Taking [_mm256_load_si256](https://www.intel.com/content/www/us/en/docs/intrinsics-guide/index.html#text=_mm256_load_si256&ig_expand=1935,515,305,4291) as example on the Haswell architecture.

It has a latency of 1 and throughput of 0.25.

This mean we can load 4 independent datasets in a single clock cycle.

This is a source of optimization, that was not done here.

It could also be the source of the different benchmark results for the different algorithms between the CPUs.

Instead functions were selected purely on being able to arrange the bytes in a way that was needed.

The linked intrinsic guide is for Intel, so one for AMD would need to be found first.

### Number of Threads

This is something that can be further investigated.

Currently they were just discovered through trial and error without putting much thought behind them.

# Conclusion

Grayscale conversion is not suited to be computed with the GPU due to transfer 4 bytes of data for each pixel, which are 5 floating point operations in order to convert it to grayscale.
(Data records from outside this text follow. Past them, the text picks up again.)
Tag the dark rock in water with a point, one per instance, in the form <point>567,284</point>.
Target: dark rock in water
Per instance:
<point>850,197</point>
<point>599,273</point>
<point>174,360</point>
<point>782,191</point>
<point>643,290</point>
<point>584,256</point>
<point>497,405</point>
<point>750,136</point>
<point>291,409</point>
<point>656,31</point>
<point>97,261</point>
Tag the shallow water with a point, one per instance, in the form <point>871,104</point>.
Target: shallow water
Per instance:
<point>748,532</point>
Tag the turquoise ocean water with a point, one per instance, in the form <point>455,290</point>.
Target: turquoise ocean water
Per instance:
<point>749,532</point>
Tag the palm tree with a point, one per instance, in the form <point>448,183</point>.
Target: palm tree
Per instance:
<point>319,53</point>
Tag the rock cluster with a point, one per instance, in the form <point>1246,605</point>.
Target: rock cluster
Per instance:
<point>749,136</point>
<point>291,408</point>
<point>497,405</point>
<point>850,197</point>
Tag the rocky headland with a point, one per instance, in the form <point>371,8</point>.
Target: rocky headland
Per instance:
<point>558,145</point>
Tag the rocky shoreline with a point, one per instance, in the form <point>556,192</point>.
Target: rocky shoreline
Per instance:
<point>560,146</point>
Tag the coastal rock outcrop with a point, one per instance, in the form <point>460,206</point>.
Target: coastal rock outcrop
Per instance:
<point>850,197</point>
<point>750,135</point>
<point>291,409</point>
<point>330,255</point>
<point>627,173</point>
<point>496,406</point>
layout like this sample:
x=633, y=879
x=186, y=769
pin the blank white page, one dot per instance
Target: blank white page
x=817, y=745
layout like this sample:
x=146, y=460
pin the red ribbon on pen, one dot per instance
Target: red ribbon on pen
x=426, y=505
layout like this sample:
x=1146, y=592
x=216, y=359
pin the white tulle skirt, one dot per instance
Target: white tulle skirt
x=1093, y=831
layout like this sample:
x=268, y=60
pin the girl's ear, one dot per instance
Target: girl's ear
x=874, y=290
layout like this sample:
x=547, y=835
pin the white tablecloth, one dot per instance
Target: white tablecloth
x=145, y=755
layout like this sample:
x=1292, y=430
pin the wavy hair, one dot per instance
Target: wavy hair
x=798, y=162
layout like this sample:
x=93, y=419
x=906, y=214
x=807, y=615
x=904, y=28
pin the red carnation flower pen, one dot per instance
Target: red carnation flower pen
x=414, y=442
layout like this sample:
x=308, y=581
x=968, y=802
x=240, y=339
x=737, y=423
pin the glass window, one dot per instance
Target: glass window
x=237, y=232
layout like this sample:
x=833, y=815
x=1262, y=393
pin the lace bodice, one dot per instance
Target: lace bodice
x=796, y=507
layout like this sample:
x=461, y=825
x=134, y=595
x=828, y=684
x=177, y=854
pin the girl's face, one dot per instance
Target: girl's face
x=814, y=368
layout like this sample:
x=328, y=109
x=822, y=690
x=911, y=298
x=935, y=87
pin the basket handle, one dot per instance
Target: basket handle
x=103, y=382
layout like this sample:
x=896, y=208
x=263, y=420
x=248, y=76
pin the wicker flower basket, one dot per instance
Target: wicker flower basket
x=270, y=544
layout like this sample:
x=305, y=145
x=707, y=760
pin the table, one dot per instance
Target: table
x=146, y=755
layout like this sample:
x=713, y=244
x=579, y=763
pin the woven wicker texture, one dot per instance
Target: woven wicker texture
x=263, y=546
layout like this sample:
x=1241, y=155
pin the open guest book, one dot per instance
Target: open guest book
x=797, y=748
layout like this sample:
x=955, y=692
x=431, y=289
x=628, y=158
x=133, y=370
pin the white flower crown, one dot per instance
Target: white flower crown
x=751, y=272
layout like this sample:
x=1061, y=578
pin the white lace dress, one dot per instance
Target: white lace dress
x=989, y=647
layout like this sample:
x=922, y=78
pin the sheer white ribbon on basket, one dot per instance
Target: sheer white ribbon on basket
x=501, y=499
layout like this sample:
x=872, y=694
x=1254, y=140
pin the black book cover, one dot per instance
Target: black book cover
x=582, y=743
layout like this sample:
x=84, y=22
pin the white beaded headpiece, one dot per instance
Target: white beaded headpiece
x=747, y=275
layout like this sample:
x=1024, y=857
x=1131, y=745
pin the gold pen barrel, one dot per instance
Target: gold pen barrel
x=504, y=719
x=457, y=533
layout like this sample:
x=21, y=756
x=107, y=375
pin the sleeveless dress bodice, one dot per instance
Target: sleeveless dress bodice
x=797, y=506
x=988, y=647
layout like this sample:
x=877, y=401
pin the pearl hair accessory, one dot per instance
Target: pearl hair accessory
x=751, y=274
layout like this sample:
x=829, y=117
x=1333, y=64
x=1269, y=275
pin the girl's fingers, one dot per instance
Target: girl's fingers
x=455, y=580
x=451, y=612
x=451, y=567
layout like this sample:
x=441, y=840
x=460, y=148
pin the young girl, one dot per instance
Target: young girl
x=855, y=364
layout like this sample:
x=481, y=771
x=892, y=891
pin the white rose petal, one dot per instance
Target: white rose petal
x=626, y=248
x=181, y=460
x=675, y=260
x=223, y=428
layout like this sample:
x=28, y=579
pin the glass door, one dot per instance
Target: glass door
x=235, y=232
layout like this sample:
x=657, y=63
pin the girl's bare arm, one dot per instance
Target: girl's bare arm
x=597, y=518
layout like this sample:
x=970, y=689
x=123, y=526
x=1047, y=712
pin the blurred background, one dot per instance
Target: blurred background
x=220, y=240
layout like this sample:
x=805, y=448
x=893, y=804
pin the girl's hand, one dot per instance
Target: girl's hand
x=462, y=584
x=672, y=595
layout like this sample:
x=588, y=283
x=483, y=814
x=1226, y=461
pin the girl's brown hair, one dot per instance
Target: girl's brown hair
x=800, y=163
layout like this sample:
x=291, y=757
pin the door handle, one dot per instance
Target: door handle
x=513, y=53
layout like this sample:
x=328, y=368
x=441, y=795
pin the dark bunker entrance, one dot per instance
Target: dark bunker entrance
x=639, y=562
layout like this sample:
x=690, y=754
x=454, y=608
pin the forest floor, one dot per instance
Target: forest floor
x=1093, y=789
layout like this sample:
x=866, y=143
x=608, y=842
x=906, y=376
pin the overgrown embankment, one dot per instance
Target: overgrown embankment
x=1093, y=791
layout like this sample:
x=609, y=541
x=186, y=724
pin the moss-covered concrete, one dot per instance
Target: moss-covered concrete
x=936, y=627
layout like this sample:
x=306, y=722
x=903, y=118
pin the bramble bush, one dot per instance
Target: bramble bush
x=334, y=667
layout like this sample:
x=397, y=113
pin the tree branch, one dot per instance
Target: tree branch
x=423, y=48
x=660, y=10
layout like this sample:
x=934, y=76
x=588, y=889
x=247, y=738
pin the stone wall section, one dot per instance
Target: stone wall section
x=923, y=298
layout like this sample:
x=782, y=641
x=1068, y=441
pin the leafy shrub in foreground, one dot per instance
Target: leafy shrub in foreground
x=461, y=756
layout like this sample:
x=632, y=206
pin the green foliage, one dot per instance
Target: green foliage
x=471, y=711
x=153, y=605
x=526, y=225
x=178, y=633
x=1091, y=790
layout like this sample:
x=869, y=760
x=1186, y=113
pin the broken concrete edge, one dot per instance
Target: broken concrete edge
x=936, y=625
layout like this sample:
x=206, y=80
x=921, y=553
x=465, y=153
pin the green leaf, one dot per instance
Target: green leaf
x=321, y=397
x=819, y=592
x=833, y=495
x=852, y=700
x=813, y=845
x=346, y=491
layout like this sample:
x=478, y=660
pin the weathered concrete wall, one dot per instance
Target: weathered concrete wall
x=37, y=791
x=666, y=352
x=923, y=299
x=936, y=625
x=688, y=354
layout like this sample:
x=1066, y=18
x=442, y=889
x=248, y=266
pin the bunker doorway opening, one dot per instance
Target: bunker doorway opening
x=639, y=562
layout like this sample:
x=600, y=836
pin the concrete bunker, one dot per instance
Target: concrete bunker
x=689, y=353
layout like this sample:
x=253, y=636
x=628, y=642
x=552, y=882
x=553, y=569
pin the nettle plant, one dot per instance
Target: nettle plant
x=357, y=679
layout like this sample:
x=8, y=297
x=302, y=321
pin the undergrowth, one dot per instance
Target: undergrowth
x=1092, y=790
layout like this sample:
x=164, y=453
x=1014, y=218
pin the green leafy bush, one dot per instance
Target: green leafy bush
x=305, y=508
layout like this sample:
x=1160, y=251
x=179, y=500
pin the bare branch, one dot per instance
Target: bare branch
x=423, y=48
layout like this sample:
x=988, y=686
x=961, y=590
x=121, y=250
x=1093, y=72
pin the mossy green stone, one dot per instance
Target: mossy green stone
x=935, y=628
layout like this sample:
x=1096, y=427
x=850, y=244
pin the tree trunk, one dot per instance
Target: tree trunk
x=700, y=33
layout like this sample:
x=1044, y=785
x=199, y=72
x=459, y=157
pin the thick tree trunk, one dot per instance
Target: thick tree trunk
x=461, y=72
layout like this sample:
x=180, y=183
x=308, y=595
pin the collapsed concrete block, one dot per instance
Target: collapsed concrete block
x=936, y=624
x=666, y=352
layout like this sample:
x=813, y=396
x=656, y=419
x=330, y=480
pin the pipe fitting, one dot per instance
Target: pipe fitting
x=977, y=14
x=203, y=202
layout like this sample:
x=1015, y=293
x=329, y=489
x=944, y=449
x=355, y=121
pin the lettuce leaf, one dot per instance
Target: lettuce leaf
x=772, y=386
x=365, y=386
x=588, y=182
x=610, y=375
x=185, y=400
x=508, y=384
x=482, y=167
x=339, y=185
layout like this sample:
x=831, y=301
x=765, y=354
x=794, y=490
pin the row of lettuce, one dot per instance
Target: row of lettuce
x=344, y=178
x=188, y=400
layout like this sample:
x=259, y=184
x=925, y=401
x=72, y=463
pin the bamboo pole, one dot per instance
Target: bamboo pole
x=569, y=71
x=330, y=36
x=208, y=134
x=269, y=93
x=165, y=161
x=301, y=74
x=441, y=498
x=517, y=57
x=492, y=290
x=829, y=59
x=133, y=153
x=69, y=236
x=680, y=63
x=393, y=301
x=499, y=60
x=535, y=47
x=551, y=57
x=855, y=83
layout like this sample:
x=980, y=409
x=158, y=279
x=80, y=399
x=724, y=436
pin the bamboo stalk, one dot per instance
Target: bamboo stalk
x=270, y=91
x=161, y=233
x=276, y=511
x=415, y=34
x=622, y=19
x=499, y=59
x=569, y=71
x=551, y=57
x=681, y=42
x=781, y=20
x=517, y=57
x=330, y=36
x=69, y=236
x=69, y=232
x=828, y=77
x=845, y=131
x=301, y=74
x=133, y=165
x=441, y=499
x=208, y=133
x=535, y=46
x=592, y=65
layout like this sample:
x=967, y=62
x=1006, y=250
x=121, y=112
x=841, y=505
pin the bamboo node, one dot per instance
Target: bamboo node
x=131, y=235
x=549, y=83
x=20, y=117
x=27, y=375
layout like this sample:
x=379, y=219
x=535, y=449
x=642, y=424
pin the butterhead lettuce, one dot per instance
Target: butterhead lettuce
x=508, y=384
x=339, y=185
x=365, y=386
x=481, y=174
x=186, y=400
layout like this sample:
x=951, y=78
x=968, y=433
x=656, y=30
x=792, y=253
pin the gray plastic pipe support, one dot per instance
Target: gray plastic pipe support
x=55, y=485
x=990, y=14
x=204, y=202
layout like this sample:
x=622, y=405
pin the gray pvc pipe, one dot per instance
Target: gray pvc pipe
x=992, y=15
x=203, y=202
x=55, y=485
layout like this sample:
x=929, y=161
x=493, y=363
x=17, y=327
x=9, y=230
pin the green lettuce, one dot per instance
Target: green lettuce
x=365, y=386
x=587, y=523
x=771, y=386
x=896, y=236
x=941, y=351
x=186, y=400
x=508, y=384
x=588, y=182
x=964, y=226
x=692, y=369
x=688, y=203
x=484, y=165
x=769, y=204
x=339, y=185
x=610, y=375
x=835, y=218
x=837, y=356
The CPU on the other hand is very suited with the easiest performance improvement being to parallelize it and grouping the memory access. This can be easily done because each calculation is independent from another one.

SIMD can be used to further improve it, but only in the very smallest margins at the cost of huge developer overhead.